= WhatsOnStage.com =

British theatre website, founded 1996

WhatsOnStage is a UK-based theatre website providing news, reviews, interviews, and a comprehensive listings database of performances across the country. The platform claims to list over 5,000 performances at any given time and also operates a ticketing service through commercial partnerships.

==History==
WhatsOnStage was founded in 1996 by the media corporation EMAP, with Carol Dukes playing a key role in its initial development. In 1999, it was acquired by Terri Paddock and David Dobson, who managed the company for the following 13 years. The site was subsequently purchased by the Time Out Group in 2012 and then acquired by TheaterMania, which operates the similar New York theatre website TheaterMania.com, in January 2013.
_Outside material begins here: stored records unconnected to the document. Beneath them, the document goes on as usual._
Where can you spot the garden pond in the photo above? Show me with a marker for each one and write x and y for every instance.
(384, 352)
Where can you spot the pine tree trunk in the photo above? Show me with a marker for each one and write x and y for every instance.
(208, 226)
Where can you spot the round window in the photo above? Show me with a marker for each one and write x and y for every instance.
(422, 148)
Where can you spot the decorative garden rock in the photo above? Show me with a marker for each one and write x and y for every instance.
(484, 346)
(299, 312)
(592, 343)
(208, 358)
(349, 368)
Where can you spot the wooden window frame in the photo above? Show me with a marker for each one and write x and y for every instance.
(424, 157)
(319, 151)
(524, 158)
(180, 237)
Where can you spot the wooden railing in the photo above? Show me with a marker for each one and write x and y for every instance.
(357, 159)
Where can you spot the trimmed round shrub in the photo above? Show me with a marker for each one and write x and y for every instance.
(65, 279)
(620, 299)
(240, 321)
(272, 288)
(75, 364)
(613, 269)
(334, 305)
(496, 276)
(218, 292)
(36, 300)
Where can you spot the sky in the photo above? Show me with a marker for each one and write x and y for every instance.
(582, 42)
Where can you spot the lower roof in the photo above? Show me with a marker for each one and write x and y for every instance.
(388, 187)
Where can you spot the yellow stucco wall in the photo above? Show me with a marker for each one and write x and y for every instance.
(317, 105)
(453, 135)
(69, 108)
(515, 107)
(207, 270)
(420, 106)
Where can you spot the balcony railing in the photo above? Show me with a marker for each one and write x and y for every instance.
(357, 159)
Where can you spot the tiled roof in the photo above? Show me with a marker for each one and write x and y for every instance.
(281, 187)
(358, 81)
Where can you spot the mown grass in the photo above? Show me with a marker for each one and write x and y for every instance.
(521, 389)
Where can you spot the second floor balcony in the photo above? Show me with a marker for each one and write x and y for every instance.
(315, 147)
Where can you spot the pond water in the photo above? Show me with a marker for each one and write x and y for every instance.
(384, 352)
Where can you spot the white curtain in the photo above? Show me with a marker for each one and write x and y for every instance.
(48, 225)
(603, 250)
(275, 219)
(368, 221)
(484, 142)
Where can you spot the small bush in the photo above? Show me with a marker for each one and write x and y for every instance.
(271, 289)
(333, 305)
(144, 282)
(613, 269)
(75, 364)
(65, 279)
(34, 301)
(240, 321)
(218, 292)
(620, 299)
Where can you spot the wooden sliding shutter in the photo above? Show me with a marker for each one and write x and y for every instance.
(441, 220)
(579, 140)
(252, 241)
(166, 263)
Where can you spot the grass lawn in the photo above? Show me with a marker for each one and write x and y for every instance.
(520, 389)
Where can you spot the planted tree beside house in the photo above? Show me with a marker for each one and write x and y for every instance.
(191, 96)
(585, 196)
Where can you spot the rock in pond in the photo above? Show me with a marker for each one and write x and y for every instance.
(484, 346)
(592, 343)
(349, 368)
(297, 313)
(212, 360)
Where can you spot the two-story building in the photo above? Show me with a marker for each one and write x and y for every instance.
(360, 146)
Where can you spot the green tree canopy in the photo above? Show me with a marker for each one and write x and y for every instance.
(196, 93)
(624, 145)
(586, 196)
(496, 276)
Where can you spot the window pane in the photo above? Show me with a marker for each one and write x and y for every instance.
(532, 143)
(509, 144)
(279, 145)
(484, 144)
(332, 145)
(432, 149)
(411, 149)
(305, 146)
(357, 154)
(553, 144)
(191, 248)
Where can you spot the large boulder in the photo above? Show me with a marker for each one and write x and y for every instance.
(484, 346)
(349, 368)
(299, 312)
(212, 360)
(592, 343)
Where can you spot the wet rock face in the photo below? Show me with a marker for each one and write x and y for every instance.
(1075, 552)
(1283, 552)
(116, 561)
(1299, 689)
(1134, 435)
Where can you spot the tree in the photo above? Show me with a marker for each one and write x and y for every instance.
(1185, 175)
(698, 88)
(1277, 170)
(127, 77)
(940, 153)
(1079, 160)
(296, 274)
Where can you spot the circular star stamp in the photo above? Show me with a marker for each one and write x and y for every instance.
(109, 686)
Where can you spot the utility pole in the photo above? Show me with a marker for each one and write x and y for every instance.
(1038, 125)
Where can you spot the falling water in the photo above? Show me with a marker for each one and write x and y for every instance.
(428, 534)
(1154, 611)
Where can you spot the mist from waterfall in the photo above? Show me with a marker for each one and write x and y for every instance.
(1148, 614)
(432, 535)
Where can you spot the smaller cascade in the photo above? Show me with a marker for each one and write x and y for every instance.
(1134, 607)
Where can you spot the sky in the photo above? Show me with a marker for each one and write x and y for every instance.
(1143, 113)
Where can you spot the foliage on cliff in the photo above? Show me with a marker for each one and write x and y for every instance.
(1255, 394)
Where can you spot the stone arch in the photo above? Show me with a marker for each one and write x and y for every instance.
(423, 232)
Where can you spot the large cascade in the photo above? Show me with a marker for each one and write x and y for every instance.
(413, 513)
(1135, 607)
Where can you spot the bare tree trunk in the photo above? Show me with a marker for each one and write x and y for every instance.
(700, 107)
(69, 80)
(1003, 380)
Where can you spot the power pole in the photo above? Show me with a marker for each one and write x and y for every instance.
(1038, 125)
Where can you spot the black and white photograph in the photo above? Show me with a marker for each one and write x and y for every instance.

In 2017, AudienceView bought TheaterMania, adding the WhatsOnStage.com and TheaterMania.com websites to its existing ticketing and marketing portfolio.

==WhatsOnStage Awards==
In 2000, the company launched the WhatsOnStage Awards, which are entirely decided by public vote. These awards are recognized as the only major UK theatre awards determined by audiences, attracting hundreds of thousands of voters each year.

==Theatre Club==
WhatsOnStage also operates the WhatsOnStage Theatre Club, a membership service that provides access to discounted group theatre outings and exclusive events. Benefits include post-show Q&A sessions with casts and creatives, as well as opportunities for meet-and-greets and other exclusive content.